店頭販売支援システムの開発会社を比較するイメージ

結論から言うと、店頭販売支援システムは画面を作るだけでは業務改善につながらないため、開発会社選びが導入成否を左右します。顧客の意向を聞き取り、商品を提案し、説明内容と判断根拠を残し、申込後に本部が確認するという一連の流れを理解した会社が必要です。

業務知識がないと現場と監査の両方で使えなくなります

生命保険や金融商品の店頭業務では、顧客の家族構成、ライフイベント、既契約、希望する保障、保険料の優先順位などを確認します。単純に商品を検索しておすすめを表示するだけでは、なぜその提案になったのかを説明できません。金融庁の「保険会社向けの総合的な監督指針」でも、顧客の意向を把握し、意向に沿った提案と説明を行い、最終的な意向と契約内容が合致することを確認する考え方が示されています。したがって、質問内容、提案商品、推奨理由、説明、最終確認を業務データとして残せる設計が必要です。

連携と定着まで提案できる会社を選ぶ必要があります

既存の顧客管理、契約管理、商品マスタ、代理店管理、手数料、本人確認、帳票システムが残る場合、新しい画面だけを作っても二重入力が発生します。API連携、バッチ連携、データ移行、権限設計、端末管理、障害時の代替運用までを初期要件に含めることが大切です。また、導入後に商品改定や制度変更が起こるため、現場研修、問い合わせ対応、運用保守の体制も同じ提案書で確認します。

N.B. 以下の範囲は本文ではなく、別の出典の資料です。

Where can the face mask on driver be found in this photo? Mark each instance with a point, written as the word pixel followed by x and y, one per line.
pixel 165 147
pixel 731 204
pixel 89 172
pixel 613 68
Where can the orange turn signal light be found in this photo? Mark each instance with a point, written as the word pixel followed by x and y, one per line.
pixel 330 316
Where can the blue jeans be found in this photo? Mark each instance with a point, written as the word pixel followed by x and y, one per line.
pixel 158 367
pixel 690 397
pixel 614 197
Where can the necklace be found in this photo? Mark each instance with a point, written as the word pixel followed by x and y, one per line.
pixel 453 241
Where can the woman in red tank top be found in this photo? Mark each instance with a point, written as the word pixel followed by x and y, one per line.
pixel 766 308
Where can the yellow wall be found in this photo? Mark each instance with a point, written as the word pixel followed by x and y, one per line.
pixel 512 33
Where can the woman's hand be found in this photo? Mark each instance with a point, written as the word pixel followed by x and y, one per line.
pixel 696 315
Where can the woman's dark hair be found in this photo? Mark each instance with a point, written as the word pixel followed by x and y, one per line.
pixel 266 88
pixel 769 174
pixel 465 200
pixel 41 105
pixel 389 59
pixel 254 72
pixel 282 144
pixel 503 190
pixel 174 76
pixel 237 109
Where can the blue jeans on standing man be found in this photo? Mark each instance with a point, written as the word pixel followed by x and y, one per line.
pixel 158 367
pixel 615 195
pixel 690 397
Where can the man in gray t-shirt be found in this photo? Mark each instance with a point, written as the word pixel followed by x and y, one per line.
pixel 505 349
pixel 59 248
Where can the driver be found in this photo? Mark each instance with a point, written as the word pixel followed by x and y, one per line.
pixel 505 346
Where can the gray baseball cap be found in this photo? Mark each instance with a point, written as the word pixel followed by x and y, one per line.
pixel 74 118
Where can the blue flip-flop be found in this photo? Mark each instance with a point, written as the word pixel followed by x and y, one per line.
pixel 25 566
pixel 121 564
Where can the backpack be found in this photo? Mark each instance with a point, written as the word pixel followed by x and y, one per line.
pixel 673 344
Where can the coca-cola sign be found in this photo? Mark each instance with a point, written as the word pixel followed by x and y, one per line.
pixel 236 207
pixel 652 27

株式会社ripla|コンサルから開発まで一気通貫で支援

株式会社riplaのシステム開発支援

riplaは、コンサルティングから開発まで一気通貫で支援できる企業です。IT事業会社として社内DXを推進してきた経験を活かし、ビジネスへの成果創出とシステムの定着支援に強みがあります。営業・顧客・生産・販売管理など、幅広い基幹システムの構築・導入実績があり、企業の業務要件に合わせて柔軟に対応できる体制を整えています。

特徴と強み

riplaに相談する強みは、最初から製品名や機能一覧に当てはめるのではなく、業務上の課題を整理して開発範囲を設計できる点です。店頭販売支援であれば、受付からヒアリング、商品比較、説明、申込、承認、契約後フォローまでを業務フローにし、現場が入力しやすい項目と、管理部門が確認したい証跡を分けて考えられます。既存システムを活用しながらフロントだけを刷新したい場合にも、必要な連携を段階的に切り出しやすくなります。

得意領域・向いている案件

業務を整理しながら、必要なシステムを自社向けに組み立てたい企業に向いています。たとえば、顧客情報や既契約情報を参照する画面、接客シナリオに沿った質問フォーム、商品・プランの比較、承認フロー、管理者向けの進捗画面などを、優先順位をつけて開発できます。まず一部商品や一部店舗でPoCを実施し、接客時間、入力漏れ、申込不備、利用率を確認してから拡張したい場合も相談しやすい候補です。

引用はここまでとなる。